Cash blow for Portsmouth port could halt livestock trading after Brexit
THE LIVESTOCK industry in the UK could grind to a halt, officials have warned, if the government continues to withhold £7m needed for Brexit preparations at Portsmouth port.
Portsmouth City Council today (Feb 2) agreed to scrap plans for a live animal border control point at Portsmouth International Port, after being awarded just £17.1m out of a total £32m required for all Brexit upgrades.
Speaking at a virtual Portsmouth cabinet meeting today, John Royle - chief livestock adviser for the National Farmers Union - said a lot of ‘high value trade’ would be lost.
Mr Royle said: ‘We have had no confirmation from government that we have got anything for animals to come into Great Britain from the EU.
‘We are looking at as many options as possible. We are hoping Portsmouth will provide that. Come July we will have no options.
‘I know there are currently 8,000 high-value Dutch animals waiting to come into the country.
‘I have written to a number of EU ports. Calais and Dunkirk came back saying “we have got enough on our plate as it is”, and they would struggle for space.
'There’s no UK port that has a border control point for live animals.’
Council leader, Councillor Gerald Vernon-Jackson, explained the authority could not stump up the £7m needed for the live animal border control point as the livestock trade currently brings in around £23,000 a year to the city - meaning it would not be financially viable.
But he approved the use of the government funding for a border control point to allow meat and other fresh produce to come through the port - without which the port would lose around 50 per cent of its trade.
And without the full funding bid the port will also not be able to expand its freight gates as originally planned.
Mr Sellers said: ‘We are not able to expand our freight gates to streamline our freight arrivals and reduce the impact on the M275.’
He also had concerns about all UK ports being ready for the changes in July.
‘Representatives of all the ports have written to the ministers at the cabinet highlighting the fact ports are not going to be ready by the first of July,’ he added.
Chief executive of the council, David Williams, said he would ‘keep pushing government’ for answers over the funding.

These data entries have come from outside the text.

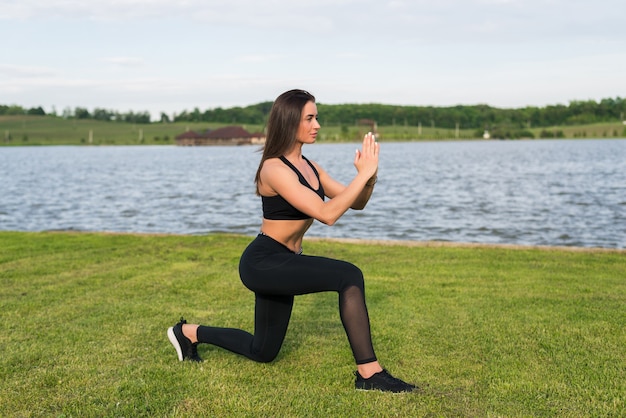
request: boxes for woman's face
[296,102,320,144]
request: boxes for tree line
[0,97,626,130]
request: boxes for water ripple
[0,140,626,248]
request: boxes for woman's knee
[343,262,365,289]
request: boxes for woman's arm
[311,161,378,210]
[261,135,379,225]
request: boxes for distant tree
[26,106,46,116]
[74,107,91,119]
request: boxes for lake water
[0,140,626,248]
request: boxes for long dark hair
[254,90,315,194]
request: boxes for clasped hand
[354,132,380,178]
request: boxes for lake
[0,139,626,248]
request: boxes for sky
[0,0,626,119]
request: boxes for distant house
[176,126,265,146]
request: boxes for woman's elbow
[350,203,365,210]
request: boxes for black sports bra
[261,156,324,220]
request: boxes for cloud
[100,57,144,67]
[0,64,57,78]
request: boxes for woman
[167,90,416,392]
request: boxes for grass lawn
[0,232,626,417]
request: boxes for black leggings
[197,234,376,364]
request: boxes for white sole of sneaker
[167,327,183,361]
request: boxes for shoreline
[15,230,626,254]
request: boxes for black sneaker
[354,369,417,393]
[167,318,202,362]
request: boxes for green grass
[0,232,626,417]
[0,115,626,146]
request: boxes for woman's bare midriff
[261,219,313,253]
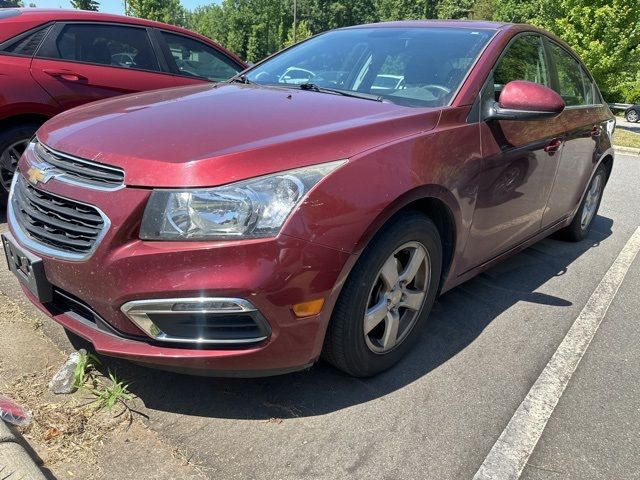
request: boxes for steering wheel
[421,83,451,97]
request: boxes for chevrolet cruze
[3,22,615,376]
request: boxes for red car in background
[2,21,615,377]
[0,8,247,198]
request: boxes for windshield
[246,27,494,107]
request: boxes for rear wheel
[323,212,442,377]
[0,124,38,195]
[558,165,607,242]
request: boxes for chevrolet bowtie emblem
[27,166,53,185]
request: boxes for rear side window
[0,8,20,20]
[580,67,600,105]
[549,42,593,106]
[2,27,49,57]
[38,24,160,71]
[161,32,243,82]
[493,35,551,101]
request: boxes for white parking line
[473,227,640,480]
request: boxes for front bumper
[9,168,351,376]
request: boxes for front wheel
[0,124,38,196]
[323,212,442,377]
[558,165,607,242]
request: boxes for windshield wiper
[300,83,382,102]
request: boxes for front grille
[12,175,105,255]
[34,141,124,190]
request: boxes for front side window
[493,35,551,101]
[37,24,159,71]
[162,32,244,82]
[3,27,49,57]
[247,27,494,107]
[549,42,593,107]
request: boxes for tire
[0,123,39,197]
[323,211,442,377]
[556,165,607,242]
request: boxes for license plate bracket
[0,233,53,303]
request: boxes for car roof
[3,8,245,65]
[347,20,513,30]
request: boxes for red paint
[499,80,564,113]
[10,22,613,372]
[0,8,246,124]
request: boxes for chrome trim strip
[120,297,268,345]
[29,139,125,192]
[7,172,111,262]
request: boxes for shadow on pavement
[81,216,613,419]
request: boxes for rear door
[542,40,608,227]
[31,22,175,109]
[464,33,564,269]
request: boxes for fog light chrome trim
[120,297,270,346]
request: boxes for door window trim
[476,30,555,123]
[33,21,168,75]
[0,22,55,58]
[153,28,247,83]
[542,34,604,110]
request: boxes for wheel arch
[600,153,613,182]
[357,185,461,286]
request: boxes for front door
[464,33,564,270]
[542,40,608,227]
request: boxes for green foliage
[71,0,100,12]
[493,0,640,102]
[122,0,640,102]
[73,351,100,388]
[91,372,133,410]
[126,0,188,26]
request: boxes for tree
[436,0,474,19]
[125,0,187,26]
[71,0,100,12]
[494,0,640,102]
[284,20,313,47]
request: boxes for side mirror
[485,80,565,120]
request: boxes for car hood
[38,84,440,187]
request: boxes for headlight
[140,160,345,240]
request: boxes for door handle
[544,138,562,154]
[43,70,87,82]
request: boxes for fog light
[121,298,271,346]
[293,298,324,318]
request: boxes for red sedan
[0,8,246,197]
[3,22,615,376]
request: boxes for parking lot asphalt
[0,156,640,479]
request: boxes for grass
[613,128,640,148]
[74,350,134,411]
[91,372,133,411]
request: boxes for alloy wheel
[580,175,602,230]
[0,139,29,192]
[363,242,431,354]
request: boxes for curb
[613,145,640,155]
[0,420,46,480]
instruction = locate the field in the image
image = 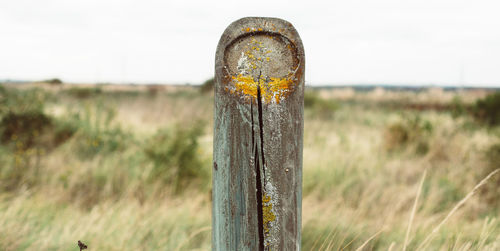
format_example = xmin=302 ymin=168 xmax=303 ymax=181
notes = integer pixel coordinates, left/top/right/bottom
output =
xmin=0 ymin=83 xmax=500 ymax=250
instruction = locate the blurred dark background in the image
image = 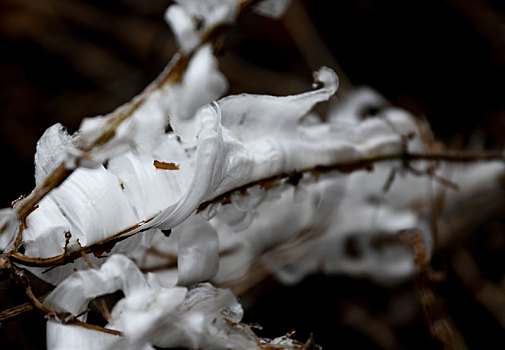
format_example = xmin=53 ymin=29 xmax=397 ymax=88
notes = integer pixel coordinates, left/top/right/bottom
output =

However, a government spokesman for the cabinet office, said: ‘A number of UK border control posts will be designated for live animal imports including Dover, Sevington (Eurotunnel) and Holyhead, which are the ports with the highest volumes of animal imports from the EU.’
According to NFU statistics 30,000 breeding animals (pigs, sheep and cattle) are exported every year through Portsmouth, with a similar number imported.
These schemes approved to go ahead at the post will cost around £22.3m, currently leaving a funding gap of £5.2m.